Work takes him 6 to 8 hours a day, and the evening is devoted to his family, ending at 9 o’clock when he falls asleep.
As you can see, every physical activity is aimed at seeking concentration, to allow him to do his work in an extremely focused manner, without distraction or deviation.
How he works
Riddle starts with an observation: we have become accustomed to spending 90 percent of our time indoors, sitting at a desk or otherwise moving little or nothing. That is why his workstation is peculiar: it is in fact a table to which he sawed off part of the legs to allow him to bring his center of gravity closer to the earth, in search of a long-lost contact. His advice is also to move as much as possible: after 25 minutes of sitting he gets up, takes a few steps and does some squats. He generally limits the time spent in front of the computer as much as possible.
That is why he coined a new term, opposite to “screen-time”: he calls it”sky time” i.e., the time he is exposed to the open air and the sky. How? He usually has meetings and phone calls, if he can, while walking or being otherwise outdoors. If he has to sit for a meeting instead, his rule is to schedule them, leaving a few minutes in between so that he can do exercises or a short walk in the meantime.
The quality of light is also central to him: so he avoids blue light from screens as much as possible because it disturbs sleep and creates stress. To remedy this he uses working with amber lenses to warm the light emitted by the monitor, an effect that can also be achieved for some time anyway by automatically adjusting the light temperature of screens according to the time of day.
What if it’s bad outside? We bring nature indoor, of course!

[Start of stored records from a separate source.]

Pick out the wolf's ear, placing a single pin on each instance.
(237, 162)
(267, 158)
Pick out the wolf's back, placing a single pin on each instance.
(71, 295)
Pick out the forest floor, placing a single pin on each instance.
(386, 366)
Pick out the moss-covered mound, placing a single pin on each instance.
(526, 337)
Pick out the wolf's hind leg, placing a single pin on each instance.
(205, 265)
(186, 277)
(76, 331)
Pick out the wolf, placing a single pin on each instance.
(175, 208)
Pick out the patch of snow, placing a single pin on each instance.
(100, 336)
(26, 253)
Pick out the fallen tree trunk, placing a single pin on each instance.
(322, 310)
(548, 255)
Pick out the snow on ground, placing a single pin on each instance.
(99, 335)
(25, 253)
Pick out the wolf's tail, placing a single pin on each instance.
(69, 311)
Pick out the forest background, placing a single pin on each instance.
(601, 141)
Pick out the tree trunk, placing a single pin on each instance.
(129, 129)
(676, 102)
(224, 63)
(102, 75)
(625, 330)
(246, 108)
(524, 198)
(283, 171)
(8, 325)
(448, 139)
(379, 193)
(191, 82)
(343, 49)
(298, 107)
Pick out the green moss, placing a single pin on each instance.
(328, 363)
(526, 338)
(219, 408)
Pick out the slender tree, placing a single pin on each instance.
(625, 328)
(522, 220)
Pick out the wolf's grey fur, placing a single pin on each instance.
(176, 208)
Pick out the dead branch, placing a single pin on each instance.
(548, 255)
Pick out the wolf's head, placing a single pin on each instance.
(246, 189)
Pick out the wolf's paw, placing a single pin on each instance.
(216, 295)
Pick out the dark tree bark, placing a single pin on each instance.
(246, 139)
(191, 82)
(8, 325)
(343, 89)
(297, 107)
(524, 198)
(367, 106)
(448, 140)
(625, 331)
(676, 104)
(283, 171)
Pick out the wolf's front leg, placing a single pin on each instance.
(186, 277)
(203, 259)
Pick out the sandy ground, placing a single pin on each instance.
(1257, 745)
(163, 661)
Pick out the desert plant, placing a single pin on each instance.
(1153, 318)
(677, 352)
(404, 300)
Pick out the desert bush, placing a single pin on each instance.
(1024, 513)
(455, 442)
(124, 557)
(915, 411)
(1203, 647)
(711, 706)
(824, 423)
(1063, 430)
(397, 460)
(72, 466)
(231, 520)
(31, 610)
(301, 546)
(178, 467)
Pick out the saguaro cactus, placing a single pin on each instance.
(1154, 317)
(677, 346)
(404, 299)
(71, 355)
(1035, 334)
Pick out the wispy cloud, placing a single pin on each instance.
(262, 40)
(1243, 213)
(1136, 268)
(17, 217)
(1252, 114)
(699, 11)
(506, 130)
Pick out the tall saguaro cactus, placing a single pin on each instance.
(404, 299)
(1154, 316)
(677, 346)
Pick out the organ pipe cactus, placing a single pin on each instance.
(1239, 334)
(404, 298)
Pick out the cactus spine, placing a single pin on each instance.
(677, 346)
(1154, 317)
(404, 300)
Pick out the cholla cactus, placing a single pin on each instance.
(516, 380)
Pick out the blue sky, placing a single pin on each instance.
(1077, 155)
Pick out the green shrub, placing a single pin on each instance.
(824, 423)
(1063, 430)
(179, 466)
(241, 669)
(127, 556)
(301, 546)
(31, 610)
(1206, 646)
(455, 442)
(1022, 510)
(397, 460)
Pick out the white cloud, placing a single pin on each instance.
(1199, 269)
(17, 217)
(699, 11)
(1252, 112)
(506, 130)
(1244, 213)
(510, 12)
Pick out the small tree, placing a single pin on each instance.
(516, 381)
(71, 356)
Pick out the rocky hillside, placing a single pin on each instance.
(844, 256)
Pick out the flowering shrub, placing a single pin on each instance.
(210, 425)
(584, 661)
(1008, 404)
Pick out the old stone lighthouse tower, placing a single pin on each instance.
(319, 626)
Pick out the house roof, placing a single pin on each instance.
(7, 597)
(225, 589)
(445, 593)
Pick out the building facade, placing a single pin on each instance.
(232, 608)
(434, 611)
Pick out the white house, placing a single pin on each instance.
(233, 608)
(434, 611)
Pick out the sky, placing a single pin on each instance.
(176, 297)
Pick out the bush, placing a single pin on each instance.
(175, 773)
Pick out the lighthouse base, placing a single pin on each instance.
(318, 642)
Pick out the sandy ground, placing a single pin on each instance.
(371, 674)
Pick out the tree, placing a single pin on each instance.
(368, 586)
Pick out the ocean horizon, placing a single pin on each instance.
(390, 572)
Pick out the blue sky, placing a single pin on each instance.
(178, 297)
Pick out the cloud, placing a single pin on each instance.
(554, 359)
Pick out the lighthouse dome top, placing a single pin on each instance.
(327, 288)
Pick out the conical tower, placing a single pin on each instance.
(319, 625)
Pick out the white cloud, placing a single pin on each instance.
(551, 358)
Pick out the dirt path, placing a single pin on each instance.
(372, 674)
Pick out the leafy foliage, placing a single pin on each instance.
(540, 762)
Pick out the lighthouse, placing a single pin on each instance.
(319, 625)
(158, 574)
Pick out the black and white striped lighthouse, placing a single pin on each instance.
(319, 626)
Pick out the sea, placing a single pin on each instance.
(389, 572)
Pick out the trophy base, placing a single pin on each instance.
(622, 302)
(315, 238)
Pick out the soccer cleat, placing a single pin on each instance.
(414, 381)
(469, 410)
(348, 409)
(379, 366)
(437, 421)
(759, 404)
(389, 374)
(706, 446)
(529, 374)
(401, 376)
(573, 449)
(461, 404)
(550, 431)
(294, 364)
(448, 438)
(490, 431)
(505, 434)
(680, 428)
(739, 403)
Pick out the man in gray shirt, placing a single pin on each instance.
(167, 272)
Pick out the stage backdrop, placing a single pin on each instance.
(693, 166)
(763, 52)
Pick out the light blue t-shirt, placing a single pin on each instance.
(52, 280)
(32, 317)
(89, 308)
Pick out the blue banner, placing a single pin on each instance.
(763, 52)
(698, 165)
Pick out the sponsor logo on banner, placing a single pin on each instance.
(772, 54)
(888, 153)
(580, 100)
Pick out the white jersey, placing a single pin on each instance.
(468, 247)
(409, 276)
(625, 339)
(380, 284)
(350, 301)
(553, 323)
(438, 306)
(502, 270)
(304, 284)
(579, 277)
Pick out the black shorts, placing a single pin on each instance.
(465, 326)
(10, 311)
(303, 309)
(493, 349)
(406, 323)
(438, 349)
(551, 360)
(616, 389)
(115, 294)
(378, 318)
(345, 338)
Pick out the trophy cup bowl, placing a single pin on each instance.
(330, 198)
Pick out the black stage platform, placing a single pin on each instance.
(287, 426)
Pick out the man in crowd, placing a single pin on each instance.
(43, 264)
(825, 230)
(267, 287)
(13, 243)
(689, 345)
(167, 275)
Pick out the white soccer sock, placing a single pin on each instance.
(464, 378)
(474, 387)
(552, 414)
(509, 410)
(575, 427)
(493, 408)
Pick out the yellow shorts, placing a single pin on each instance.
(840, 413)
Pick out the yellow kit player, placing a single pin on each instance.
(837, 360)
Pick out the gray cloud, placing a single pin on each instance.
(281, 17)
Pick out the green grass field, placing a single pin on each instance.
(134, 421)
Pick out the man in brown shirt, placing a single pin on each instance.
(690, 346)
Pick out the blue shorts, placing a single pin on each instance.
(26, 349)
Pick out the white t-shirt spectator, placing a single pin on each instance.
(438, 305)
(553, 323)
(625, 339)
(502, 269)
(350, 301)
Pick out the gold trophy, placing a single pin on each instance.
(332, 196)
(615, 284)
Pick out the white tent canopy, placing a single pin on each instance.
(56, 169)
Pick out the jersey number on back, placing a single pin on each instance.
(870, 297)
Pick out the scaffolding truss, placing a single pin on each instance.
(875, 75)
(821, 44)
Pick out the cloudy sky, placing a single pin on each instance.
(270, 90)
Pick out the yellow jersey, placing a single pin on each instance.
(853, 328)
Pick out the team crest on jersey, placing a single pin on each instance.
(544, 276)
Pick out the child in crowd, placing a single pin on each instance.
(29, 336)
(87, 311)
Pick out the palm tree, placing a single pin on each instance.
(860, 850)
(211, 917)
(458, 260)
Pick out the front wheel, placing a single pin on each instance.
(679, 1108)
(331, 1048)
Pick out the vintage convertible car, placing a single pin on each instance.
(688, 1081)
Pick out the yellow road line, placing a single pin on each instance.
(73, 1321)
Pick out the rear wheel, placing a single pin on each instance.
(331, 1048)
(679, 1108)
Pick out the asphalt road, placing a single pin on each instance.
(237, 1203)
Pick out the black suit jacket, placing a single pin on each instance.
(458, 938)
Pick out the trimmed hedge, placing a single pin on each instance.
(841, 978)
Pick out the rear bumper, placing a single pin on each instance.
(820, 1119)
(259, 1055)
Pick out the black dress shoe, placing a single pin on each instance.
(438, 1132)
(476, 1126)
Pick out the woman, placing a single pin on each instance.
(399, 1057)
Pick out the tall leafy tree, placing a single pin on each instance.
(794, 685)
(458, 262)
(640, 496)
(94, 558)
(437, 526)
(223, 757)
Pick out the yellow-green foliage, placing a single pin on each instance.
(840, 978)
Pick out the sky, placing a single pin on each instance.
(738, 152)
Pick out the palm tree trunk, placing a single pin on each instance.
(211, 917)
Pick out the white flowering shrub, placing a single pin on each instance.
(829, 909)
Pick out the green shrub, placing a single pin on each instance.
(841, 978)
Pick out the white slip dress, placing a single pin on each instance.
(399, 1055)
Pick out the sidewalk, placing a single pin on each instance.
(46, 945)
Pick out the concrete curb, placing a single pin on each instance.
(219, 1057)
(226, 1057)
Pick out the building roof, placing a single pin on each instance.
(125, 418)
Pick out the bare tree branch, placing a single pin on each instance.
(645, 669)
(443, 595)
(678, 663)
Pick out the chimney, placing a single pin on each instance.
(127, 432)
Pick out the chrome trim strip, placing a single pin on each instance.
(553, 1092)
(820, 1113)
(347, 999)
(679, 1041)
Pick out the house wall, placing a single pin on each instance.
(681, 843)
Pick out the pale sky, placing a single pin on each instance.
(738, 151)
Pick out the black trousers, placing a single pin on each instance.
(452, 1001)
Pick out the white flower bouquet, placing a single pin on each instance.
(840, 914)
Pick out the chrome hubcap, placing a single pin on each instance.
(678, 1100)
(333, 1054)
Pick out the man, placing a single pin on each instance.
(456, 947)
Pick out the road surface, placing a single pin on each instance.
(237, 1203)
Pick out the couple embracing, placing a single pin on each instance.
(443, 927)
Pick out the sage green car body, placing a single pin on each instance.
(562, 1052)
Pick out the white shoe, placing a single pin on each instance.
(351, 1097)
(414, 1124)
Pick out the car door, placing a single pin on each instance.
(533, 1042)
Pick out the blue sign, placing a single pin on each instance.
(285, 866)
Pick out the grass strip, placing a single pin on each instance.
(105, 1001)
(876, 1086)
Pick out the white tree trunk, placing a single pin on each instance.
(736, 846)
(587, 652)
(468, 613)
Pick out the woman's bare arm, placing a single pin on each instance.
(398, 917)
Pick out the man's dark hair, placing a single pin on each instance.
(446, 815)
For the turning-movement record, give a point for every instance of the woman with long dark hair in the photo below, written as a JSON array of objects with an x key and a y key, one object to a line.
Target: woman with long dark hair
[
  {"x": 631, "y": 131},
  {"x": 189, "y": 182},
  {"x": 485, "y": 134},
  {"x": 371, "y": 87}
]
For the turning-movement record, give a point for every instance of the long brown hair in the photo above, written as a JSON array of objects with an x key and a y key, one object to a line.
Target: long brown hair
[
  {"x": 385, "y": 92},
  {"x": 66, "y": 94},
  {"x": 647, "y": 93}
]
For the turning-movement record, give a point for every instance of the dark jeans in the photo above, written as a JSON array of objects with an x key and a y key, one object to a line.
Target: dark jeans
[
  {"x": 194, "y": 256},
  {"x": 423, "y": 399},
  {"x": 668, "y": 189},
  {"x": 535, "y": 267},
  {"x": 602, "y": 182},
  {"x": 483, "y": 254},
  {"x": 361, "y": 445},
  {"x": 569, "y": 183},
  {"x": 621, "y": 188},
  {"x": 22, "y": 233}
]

In fact, Riddle recommends surrounding ourselves with plants that purify the air and have a calming effect on our minds.
Well, that’s easy considering his job.
That’s true, however, it is also true that what he suggests is just his typical day, made up of elements and nodal points. Nothing prohibits from using it as a menu from which to choose what you reasonably can do.
Maybe you don’t have the opportunity to do hours of exercise and walking/running early in the morning but you can always apply his 25-minute rule and then get up and walk a little bit to work or you can always leave some room for yourself between appointments. You can make call outdoors, walking in the meantime.
It’s about doing something revolutionary and yet so simple: in addition to your work commitments, put in your calendar something equally important and yet overlooked, and that is the so-called “me time,” that is, the time you devote to yourself. To not go crazy and thus be more rested and relaxed when working.
It seems impossible until you try it.